SMU, which entered the game ranked fifth in the American in turnover margin and seventh in assist-to-turnover ratio, committed 23 turnovers and finished a minus-9 in turnover margin. On multiple occasions those mistakes turned into Louisville points on the other end, as the Cardinals converted those turnovers into 25 points (SMU scored nine points off of Louisville’s 14 turnovers).

Louisville may have outscored SMU by 27 points from beyond the arc (39-12), but the extra possessions that came as a result of SMU being too loose with the basketball is what truly did the Mustangs in. Nic Moore struggled, spending an extended amount of time on the bench in the second half due to foul trouble and finished with five points (2-for-3 FG) and four turnovers. And the same can be said for Nick Russell even with the senior scoring a team-high 18 points, as he also committed eight turnovers.

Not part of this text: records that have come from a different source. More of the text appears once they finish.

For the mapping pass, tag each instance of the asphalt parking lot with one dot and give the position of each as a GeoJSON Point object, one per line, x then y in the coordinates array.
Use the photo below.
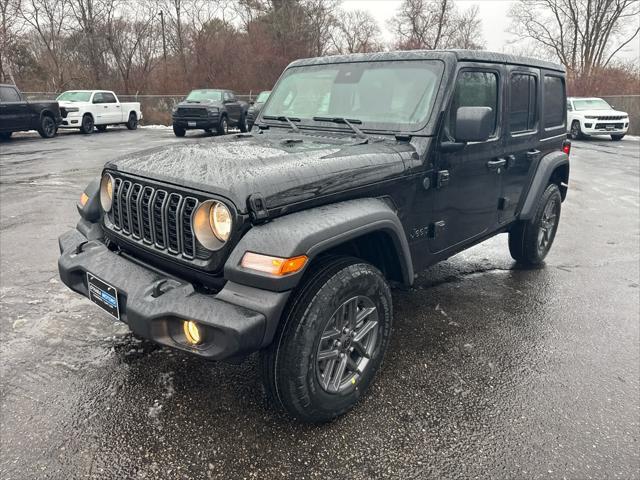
{"type": "Point", "coordinates": [492, 371]}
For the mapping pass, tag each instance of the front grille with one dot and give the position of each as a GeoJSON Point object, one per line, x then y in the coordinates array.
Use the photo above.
{"type": "Point", "coordinates": [192, 112]}
{"type": "Point", "coordinates": [605, 125]}
{"type": "Point", "coordinates": [156, 217]}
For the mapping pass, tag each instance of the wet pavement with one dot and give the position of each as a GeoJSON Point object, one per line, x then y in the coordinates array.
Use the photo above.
{"type": "Point", "coordinates": [492, 371]}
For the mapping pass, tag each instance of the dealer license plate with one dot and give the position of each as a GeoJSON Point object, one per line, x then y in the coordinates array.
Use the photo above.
{"type": "Point", "coordinates": [103, 295]}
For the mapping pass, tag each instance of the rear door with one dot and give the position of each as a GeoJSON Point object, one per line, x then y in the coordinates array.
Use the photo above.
{"type": "Point", "coordinates": [521, 137]}
{"type": "Point", "coordinates": [468, 180]}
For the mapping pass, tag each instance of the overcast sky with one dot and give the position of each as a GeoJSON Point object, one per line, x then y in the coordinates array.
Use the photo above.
{"type": "Point", "coordinates": [493, 14]}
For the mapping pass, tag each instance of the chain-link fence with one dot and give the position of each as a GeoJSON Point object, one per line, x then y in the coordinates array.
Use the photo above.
{"type": "Point", "coordinates": [156, 109]}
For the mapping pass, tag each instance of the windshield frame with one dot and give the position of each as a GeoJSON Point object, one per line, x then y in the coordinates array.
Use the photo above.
{"type": "Point", "coordinates": [577, 100]}
{"type": "Point", "coordinates": [87, 93]}
{"type": "Point", "coordinates": [212, 90]}
{"type": "Point", "coordinates": [416, 128]}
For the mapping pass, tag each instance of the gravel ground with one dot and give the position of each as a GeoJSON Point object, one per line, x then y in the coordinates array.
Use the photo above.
{"type": "Point", "coordinates": [492, 371]}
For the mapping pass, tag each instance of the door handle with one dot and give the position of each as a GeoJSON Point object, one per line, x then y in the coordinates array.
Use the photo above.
{"type": "Point", "coordinates": [496, 164]}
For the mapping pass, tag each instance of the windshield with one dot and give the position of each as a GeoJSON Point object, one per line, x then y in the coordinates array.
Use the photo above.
{"type": "Point", "coordinates": [591, 104]}
{"type": "Point", "coordinates": [204, 95]}
{"type": "Point", "coordinates": [74, 97]}
{"type": "Point", "coordinates": [263, 97]}
{"type": "Point", "coordinates": [384, 95]}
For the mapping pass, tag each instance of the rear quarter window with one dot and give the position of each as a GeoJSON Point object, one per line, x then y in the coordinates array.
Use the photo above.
{"type": "Point", "coordinates": [554, 101]}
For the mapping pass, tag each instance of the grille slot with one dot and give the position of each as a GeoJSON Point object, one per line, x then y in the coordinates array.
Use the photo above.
{"type": "Point", "coordinates": [155, 217]}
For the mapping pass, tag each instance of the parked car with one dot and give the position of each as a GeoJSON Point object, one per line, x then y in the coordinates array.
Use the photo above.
{"type": "Point", "coordinates": [210, 110]}
{"type": "Point", "coordinates": [86, 109]}
{"type": "Point", "coordinates": [594, 116]}
{"type": "Point", "coordinates": [19, 114]}
{"type": "Point", "coordinates": [362, 170]}
{"type": "Point", "coordinates": [255, 108]}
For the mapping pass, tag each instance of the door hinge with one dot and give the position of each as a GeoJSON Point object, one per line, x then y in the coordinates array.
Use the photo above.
{"type": "Point", "coordinates": [442, 179]}
{"type": "Point", "coordinates": [436, 228]}
{"type": "Point", "coordinates": [257, 207]}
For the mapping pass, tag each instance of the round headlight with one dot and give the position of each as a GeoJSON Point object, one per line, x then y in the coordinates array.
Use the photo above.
{"type": "Point", "coordinates": [212, 224]}
{"type": "Point", "coordinates": [106, 192]}
{"type": "Point", "coordinates": [220, 221]}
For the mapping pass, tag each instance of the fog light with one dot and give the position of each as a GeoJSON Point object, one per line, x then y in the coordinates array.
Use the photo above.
{"type": "Point", "coordinates": [192, 332]}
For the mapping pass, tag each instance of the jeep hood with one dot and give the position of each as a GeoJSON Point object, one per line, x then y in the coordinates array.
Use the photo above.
{"type": "Point", "coordinates": [282, 170]}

Against a team the caliber of Louisville, especially considering their ability to pressure full-court, how well the guards take care of the basketball is the difference between winning and losing on most nights. Limit the turnovers and limit the Cardinals’ opportunities to get out in the open floor, thus creating offense by way of the live-ball turnover. SMU didn’t do that, resulting in a loss in their home finale.

The question moving forward is whether or not the turnovers are a major concern for SMU as they move closer to the NCAA tournament. Per Ken Pomeroy’s numbers SMU ranks eighth in the American in turnover percentage, turning the ball over on 20.1% of their possessions in conference play. That’s something that will need to be addressed, beginning with their game at Memphis on Saturday afternoon.

Defensively SMU’s been very good all season long, and that attribute is one reason why they’ve won games in spite of the turnover percentage. But while this isn’t a reason to panic, the Mustangs will need to tighten things up in that regard if they want their first NCAA tournament appearance since 1993 to consist of more than just one game.